Welcome the Blue Zone Project, as featured in this month’s O Magazine. The community focused villages that support optimal health. Homes and mixed use villages that remind me of the walled villages of Eastern Europe. Sidewalks, places for children to play, walkable for sure with one change – they are not in high cost metro areas. An idea whose time has come.
I experienced all of the cities abroad by walking, riding a bus, train, or trolley, and exploring always on foot – that has been missing in my life. I felt a level of freedom not felt when visiting most US cities. European cities were built upon generations of the village mentality, so they naturally embody this. Walking to a bakery in Paris, or a coffee shop in London passing parks, and homes on your way is a natural way of life there.
One such village, Kromerice in the Czech Republic came to mind as I was learning more about the Blue Zone Project. Its walls designed to protect its center from aggressors, but gives you such a sense of security as you walk its streets inside the walls.
The Blue Project’s free Vitality Coach asks questions about your diet, how much you move, your social time, sleep, and your spiritual piggy bank(my term not theirs). It is a great place to start clarifying your needs to add years to your life, and to enjoy your family longer.

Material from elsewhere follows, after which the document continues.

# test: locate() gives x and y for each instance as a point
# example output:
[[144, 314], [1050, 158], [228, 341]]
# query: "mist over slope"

I know we have added years to our life by downsizing our space, now it is time to continue this shift in thinking to bring us full circle.
As Psychologist, Barry Schwartz, TEDX talk on the Paradox of Choice explains too many choices can lead to paralysis. I believe that to be so true in deciding how and where to live. I also think it has a lot to do with why American families are moving out of the US, if only temporarily to reset their lives to be simpler and more joyful.
To live like you are in your own Blue Zone, is about simplifying your life, moving more, and enjoying it with the people that share your view of life. I remember my mother saying something about the company you keep. Focus on mind, body, soul and your decisions will lead to more satisfaction.
Our days are fairly simple, and that is by design. A rushed, over scheduled family is not a happy family, so take some time to reflect on the fact that you may need a little less on the calendar, and more in the heart. You very own Blue Zone for a long, happy life.